You should really never read files all at once if you want to write it back to another stream. Just read to a buffer and write the buffer back. This is especially through for web programming.
If you have to load the whole file since your operation (text-processing, etc) needs the whole content of the file, buffering does not really help, so I believe it is preferable to use File.ReadAllText or File.ReadAllBytes.
Why 4KB or 8KB?
This is closer to the underlying Windows operating system buffers. Files in NTFS are normally stored in 4KB or 8KB chuncks on the disk although you can choose 32KB chuncks
Your chunk needs to be just large enougth, 48 bytes is of course to small, 4K is reasonable.

How to measure characteristics of file (hard-disk) I/O?

How to measure characteristics of file (hard-disk) I/O? For example on a machine with a hard-disk (with speed X) and a cpu i7 (or whatever number of cores) and Y amount of ram (with Z Hz BIOS) what would be (on Windows OS):
Optimum number of files that can be written to the HD in parallel?

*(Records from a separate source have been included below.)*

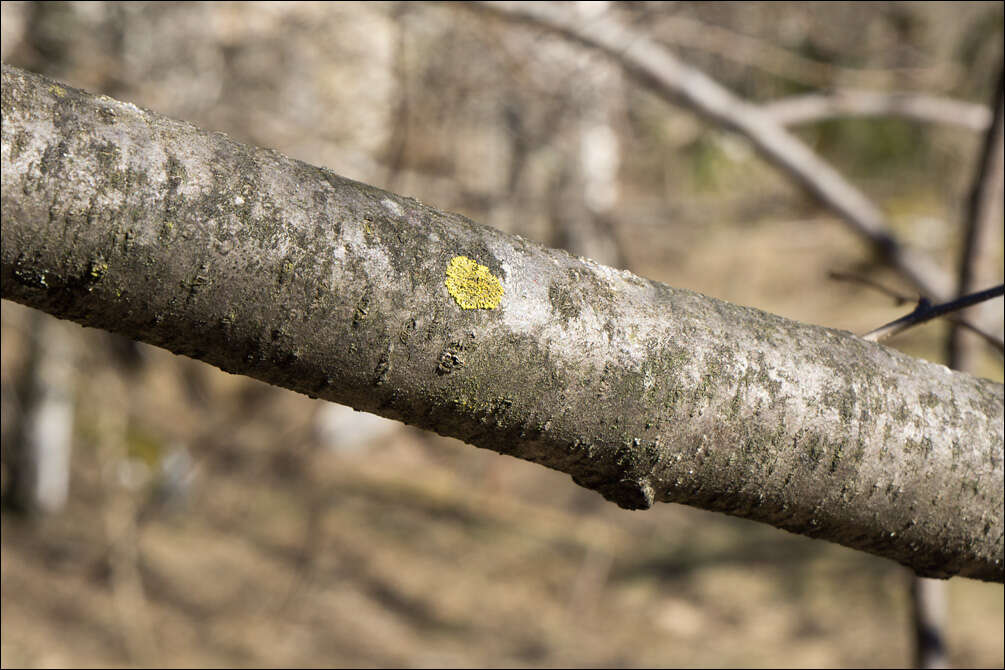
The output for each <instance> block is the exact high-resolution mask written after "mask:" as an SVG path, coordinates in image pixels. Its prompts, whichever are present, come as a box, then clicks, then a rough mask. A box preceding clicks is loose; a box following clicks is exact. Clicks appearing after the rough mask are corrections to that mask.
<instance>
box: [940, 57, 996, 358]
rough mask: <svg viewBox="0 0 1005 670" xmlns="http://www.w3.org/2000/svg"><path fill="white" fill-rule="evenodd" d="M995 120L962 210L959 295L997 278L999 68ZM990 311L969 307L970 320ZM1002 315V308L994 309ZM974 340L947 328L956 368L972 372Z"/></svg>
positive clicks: (980, 155)
mask: <svg viewBox="0 0 1005 670" xmlns="http://www.w3.org/2000/svg"><path fill="white" fill-rule="evenodd" d="M992 103H993V104H994V107H995V117H994V123H993V124H992V126H991V128H990V129H989V131H988V133H987V136H986V138H985V141H984V146H983V147H982V149H981V153H980V156H979V157H978V160H977V167H976V170H975V171H974V182H973V187H972V188H971V192H970V198H969V199H968V200H967V210H966V212H965V214H964V229H963V231H962V237H963V243H962V245H961V247H962V251H961V255H960V266H959V267H960V269H959V279H958V288H957V291H958V293H959V294H960V295H964V294H966V293H970V292H971V291H973V290H975V289H976V288H977V287H978V286H981V285H984V286H987V285H988V284H990V283H992V282H993V281H995V280H996V279H997V277H996V275H997V274H998V272H999V270H998V267H997V263H995V262H994V258H993V256H992V254H991V249H993V248H994V246H995V237H996V236H997V235H996V233H997V231H999V230H1001V225H1002V183H1003V181H1005V165H1003V161H1005V158H1003V153H1005V150H1003V147H1005V137H1003V136H1005V133H1003V128H1002V127H1003V111H1005V110H1003V105H1005V73H1003V72H999V75H998V83H997V86H996V90H995V98H994V101H993V102H992ZM982 312H983V313H984V314H986V315H990V313H991V311H990V309H988V307H987V305H985V306H984V308H983V309H980V310H978V309H972V310H970V313H969V314H967V313H965V314H961V316H969V319H970V320H980V317H981V313H982ZM995 314H996V315H997V316H999V317H1000V316H1001V310H1000V309H999V310H997V312H995ZM975 344H976V342H974V341H972V340H970V339H967V338H965V337H963V333H962V332H961V331H960V330H959V329H958V328H953V329H952V330H951V331H950V334H949V340H948V342H947V360H948V361H949V363H950V366H951V367H952V368H954V369H955V370H964V371H966V372H972V370H971V369H972V368H973V367H974V361H975V359H976V358H977V350H976V349H975V347H974V345H975Z"/></svg>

Optimum number of files that can be read from HD in parallel?
Facilities of file-system helping faster writings. (Like: Is there a feature or tool there that let you write batches of binary data on different sectors (or hards) and then bind them as a file? I do not know much about underlying file I/O in OS. But it would be reasonable to have such tools!)
If there are such tools as part before, are there in .NET too?
I want to write large files (streamed over the web or another source) as fast (and as parallel) as possible! I am coding this in C#. And it acts like a download manager; so if streaming got interrupted, it can carry on later.
The answer (as so often) depends on your usage. The whole operating system is one big tradeoff between different use scenarios. For the NTFS filesystem one could mention block size set to 4k, NTFS storing files less than block size in MTF, size of files, number of files, fragmentation, etc.
If you are planning to write large files then a block size of 64k may be good. That is if you plan to read large amounts of data. If you read smaller amounts of data then smaller sizes are good. The OS works in 4k pages, so 4k is good. Compression (and encryption?) as well as SQL and Exchange only work on 4k pages (iirc).
If you write small files (<4k)they will be stored inside the MFT so you don't have to make "an ekstra jump". This is especially useful in write operations (read may have MFT cached). MFT stores files in sequences (i.e. blocks 1000-1010,2000-2010) so fragmentation will make the MFT bigger. Writing files to disk in parallell is one of the main causes to fragmentation, the other is deleting files. You may pre-allocate the required size for a file and Windows will try to find a suitable place on the disk to counter fragmentation. There are also real-time defragmentation programs like O&O Defrag.
Windows maps a binarystream pretty much directly to the physical location on the disk, so using different read/write methods will not yield as much performance boost as other factors. For maximum speed programs use technieue for direct memory mapping to disk. See http://en.wikipedia.org/wiki/Memory-mapped_file
There is an option in Windows (under Device Manager, Harddisks) to increase caching on the disk. This is dangerous as ut could damage the filesystem if the computer bluescreens or looses power, but gives a big performance boost on writing smaller files (and on all writes). If the disk is busy this is especially valuable as the seek-time will decrease. Windows use what is called the elevator algorithm which basically means it moves the harddisk heads over the surface back and forth serving any application in the direction it is moving.